A ‘Chemical Admixture’ is any chemical additive to the concrete mixture that enhances the properties of concrete in the fresh or hardened state. This does not include paints or coatings. ACI 116R  defines the term admixture as ‘a material other than water, aggregates, hydraulic cement, and fiber reinforcement, used as an ingredient of concrete or mortar, and added to the batch immediately before or during its mixing’. A number of types of chemical admixtures are used for concrete [Ramachandran, 2002; Rixom and Mailvaganam, 1999]. The general purpose chemicals include those that reduce the water demand for a given workability (called ‘water reducers’), those entraining air in the concrete for providing resistance to freezing and thawing action (called ‘air entrainers’), and those chemicals that control the setting time and strength gain rate of concrete (called ‘accelerators’ and ‘retarders’). Apart from these chemicals, there are others for special purposes – namely, viscosity modifying agents, shrinkage reducing chemicals, corrosion inhibiting admixtures, and alkali-silica reaction mitigating admixtures.

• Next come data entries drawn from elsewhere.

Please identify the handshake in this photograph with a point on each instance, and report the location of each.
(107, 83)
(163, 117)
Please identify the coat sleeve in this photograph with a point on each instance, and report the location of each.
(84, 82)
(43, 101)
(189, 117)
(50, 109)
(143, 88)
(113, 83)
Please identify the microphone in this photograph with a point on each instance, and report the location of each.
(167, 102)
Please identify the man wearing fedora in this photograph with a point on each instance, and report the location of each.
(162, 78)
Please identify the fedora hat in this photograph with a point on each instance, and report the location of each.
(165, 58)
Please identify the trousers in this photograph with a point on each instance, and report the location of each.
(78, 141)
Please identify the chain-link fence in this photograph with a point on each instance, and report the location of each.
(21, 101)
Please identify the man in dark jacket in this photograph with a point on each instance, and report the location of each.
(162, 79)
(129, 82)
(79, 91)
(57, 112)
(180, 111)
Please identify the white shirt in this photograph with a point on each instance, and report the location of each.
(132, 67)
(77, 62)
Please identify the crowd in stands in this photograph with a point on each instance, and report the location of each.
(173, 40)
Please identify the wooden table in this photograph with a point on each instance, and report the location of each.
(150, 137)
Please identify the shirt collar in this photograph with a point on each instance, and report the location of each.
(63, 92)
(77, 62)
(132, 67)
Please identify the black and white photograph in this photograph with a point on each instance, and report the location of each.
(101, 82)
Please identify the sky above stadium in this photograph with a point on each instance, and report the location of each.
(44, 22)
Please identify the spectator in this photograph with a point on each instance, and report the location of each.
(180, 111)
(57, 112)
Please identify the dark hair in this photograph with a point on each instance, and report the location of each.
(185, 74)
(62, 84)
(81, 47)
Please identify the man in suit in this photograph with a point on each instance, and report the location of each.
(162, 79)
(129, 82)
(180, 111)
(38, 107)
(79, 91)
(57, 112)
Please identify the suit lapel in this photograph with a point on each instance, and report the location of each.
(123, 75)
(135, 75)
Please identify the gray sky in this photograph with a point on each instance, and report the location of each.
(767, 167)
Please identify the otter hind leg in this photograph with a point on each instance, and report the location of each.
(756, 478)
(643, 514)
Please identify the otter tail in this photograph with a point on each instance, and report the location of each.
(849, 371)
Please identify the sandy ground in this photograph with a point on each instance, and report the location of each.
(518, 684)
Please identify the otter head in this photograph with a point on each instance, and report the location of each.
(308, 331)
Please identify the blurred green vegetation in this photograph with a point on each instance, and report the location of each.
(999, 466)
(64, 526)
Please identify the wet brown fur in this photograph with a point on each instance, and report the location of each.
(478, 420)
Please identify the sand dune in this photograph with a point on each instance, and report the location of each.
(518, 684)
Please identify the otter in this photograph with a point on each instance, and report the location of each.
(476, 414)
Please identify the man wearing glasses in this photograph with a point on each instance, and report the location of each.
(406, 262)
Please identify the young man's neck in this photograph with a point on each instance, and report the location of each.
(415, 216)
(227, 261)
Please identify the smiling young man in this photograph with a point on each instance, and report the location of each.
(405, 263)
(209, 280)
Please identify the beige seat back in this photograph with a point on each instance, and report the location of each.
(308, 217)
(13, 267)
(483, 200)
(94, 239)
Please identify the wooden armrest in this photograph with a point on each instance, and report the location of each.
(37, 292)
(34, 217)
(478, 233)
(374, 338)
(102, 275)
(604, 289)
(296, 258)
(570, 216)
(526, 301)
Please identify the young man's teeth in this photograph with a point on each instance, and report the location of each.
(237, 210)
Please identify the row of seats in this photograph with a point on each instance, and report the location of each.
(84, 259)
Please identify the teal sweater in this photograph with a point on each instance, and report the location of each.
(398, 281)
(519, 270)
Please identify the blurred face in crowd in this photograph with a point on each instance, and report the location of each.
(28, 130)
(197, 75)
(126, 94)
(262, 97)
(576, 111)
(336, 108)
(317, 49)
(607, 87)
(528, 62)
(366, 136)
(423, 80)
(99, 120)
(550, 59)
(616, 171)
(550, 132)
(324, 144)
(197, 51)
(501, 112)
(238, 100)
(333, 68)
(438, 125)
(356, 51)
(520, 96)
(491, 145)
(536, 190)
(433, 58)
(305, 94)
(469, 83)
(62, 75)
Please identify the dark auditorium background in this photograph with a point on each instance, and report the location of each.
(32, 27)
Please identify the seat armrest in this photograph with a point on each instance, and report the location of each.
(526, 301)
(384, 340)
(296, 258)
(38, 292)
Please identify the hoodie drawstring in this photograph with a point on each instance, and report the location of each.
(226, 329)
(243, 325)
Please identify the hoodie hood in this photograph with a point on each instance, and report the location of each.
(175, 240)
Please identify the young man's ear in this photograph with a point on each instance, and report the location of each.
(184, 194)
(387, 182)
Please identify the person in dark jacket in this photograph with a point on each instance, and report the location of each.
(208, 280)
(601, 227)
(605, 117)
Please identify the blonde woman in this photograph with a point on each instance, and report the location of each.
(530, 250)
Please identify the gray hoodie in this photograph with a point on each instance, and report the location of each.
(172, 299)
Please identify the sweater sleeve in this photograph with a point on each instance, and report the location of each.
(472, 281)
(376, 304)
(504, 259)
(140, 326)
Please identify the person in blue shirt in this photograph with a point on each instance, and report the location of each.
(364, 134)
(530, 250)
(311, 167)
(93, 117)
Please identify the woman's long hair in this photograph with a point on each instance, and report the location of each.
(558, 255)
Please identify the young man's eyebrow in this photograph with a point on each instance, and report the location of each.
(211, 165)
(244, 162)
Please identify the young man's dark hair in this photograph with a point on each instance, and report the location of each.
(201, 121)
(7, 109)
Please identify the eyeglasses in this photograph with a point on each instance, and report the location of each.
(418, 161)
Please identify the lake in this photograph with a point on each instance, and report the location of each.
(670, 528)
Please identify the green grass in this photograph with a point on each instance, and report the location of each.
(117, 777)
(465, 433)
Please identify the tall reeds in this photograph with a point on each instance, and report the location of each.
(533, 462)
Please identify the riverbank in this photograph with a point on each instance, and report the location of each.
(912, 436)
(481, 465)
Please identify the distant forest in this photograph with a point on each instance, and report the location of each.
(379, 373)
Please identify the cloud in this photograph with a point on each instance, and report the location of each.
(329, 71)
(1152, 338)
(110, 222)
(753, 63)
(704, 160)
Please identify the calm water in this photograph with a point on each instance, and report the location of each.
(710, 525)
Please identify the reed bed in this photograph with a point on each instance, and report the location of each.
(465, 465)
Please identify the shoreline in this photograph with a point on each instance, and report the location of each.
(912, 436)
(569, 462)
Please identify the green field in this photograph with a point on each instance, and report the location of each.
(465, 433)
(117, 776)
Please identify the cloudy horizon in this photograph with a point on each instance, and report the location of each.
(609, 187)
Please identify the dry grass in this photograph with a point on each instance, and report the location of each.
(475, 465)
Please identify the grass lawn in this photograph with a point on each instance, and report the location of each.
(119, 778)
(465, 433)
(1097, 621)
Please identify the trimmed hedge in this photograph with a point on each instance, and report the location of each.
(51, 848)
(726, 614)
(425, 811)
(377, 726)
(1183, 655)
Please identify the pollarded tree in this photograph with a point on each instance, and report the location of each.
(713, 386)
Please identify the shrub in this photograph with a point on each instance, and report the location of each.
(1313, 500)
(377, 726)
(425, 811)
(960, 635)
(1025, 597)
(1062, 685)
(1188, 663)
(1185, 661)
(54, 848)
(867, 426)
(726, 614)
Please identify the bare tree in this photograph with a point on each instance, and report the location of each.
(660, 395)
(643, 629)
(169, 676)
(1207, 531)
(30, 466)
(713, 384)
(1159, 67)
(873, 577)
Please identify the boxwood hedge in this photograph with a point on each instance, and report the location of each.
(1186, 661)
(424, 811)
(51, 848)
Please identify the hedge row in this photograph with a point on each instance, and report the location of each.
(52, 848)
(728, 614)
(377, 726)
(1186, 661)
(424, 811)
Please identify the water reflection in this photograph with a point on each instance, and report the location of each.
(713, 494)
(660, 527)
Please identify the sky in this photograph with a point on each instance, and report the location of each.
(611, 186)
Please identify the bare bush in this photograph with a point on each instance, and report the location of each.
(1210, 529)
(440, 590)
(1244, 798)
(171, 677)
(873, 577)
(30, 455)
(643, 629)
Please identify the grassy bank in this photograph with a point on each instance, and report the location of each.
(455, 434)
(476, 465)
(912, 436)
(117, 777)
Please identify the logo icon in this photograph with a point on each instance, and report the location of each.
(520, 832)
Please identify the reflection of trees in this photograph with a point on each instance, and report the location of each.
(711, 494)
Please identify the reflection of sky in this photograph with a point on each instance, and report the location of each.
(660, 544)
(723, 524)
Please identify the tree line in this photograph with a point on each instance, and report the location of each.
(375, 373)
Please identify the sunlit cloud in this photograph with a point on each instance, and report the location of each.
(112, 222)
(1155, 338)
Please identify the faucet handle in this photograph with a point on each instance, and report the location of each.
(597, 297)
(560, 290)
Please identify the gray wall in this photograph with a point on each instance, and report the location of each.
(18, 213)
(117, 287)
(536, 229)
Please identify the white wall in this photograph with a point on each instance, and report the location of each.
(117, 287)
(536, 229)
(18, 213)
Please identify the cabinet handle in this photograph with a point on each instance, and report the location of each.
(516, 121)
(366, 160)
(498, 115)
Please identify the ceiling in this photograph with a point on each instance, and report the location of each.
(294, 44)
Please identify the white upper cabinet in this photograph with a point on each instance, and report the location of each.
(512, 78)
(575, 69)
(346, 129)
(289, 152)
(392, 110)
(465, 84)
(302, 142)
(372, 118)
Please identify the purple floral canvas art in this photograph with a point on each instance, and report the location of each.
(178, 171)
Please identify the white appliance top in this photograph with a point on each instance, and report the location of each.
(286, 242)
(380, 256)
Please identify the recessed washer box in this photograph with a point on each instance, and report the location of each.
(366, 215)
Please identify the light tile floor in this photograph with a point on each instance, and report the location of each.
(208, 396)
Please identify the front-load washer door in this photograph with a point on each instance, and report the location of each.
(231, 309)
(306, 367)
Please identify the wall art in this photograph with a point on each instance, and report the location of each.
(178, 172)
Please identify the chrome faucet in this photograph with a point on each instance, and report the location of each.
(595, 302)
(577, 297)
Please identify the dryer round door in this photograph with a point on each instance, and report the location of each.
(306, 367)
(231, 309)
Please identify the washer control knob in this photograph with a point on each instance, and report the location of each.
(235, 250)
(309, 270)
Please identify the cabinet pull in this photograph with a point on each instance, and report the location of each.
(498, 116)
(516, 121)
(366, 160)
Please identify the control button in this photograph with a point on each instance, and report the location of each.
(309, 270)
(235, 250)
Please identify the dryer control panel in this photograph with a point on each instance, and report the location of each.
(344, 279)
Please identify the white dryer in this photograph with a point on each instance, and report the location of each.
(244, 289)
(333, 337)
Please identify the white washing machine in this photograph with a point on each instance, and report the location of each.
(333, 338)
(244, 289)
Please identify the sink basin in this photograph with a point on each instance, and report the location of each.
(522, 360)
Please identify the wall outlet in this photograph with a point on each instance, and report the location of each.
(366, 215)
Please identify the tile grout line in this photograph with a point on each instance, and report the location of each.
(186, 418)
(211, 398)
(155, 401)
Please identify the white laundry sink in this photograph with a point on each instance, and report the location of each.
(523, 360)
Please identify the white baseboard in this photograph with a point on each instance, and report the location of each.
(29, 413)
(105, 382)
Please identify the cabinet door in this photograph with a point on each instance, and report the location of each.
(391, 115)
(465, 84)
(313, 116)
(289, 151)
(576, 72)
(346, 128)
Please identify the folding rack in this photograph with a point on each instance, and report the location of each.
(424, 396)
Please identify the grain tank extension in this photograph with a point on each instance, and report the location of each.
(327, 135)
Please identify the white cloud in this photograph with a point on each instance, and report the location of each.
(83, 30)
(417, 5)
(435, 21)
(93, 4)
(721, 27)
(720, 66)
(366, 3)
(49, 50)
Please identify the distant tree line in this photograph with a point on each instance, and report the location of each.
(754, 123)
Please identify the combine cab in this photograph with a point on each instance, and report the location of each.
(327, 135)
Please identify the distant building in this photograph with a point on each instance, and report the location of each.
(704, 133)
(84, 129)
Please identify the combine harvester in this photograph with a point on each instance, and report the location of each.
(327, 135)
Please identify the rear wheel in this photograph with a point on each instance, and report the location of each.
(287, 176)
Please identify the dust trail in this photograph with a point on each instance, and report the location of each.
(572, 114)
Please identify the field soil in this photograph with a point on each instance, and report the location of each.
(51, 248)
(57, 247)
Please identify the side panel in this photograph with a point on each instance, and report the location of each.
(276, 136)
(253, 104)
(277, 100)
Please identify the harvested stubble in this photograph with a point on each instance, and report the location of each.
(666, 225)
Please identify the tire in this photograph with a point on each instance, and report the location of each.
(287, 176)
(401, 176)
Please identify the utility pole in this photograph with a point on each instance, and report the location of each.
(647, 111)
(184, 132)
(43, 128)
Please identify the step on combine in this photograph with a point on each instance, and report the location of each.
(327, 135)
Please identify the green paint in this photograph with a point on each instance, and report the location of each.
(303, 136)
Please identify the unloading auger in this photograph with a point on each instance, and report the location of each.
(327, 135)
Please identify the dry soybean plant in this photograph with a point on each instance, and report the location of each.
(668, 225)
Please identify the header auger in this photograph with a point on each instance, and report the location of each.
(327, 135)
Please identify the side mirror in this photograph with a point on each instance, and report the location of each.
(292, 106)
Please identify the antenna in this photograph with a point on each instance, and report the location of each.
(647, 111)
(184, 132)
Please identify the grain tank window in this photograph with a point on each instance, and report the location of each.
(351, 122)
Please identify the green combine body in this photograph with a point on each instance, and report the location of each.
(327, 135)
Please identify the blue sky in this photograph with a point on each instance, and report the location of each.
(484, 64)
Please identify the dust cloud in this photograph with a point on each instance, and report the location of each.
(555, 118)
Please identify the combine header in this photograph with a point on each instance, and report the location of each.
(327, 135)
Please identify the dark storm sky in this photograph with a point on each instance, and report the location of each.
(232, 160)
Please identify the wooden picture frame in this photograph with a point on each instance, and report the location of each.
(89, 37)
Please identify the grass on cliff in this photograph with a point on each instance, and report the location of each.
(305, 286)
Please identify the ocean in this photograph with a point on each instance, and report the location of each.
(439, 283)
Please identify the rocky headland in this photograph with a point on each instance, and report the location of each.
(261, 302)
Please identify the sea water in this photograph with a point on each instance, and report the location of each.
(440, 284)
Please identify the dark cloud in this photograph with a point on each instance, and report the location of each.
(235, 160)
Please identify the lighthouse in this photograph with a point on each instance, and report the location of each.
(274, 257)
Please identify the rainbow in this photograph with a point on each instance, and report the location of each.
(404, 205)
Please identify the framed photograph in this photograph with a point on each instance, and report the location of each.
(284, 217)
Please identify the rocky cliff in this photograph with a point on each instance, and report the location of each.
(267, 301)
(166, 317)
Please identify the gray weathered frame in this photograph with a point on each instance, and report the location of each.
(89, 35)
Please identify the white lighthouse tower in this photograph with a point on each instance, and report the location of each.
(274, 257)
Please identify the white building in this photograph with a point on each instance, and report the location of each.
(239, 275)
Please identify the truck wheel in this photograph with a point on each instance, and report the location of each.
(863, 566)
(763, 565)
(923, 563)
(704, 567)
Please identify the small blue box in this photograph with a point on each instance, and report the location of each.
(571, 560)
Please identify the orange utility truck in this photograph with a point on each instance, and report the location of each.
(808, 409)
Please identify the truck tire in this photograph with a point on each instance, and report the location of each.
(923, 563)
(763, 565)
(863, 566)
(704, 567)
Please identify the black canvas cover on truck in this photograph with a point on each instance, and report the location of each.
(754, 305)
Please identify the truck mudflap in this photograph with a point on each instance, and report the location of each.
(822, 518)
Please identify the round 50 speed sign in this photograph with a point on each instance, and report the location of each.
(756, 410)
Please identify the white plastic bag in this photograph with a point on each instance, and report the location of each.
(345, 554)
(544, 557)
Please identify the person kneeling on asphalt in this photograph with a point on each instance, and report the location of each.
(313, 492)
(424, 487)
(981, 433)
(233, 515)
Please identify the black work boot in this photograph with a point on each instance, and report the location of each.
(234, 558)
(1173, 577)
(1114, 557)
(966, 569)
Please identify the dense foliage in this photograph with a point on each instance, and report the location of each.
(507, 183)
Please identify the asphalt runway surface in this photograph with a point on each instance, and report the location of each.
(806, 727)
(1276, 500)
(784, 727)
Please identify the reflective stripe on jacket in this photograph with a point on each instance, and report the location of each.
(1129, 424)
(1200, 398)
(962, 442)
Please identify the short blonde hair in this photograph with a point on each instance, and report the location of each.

A water reducing chemical, as the name implies,is used to reduce the water content of a concrete mixture while maintaining a constant workability. The resultant effect of the reduced water content is the increased strength and durability of concrete. However, water reducers may also be employed to ‘plasticize’ the concrete, i.e. make concrete flowable
In this case, the water content (or water to cement ratio) is held constant, and the addition of the admix- tures makes the concrete flow better, while the compressive strength (which is a function of the water to cement ratio), is not affected. Another use of water reducers is to lower the amount of cement (since water is proportionately reduced) without affecting both strength and workability. This makes the concrete cheaper and environmentally friendly, as less cement is consumed.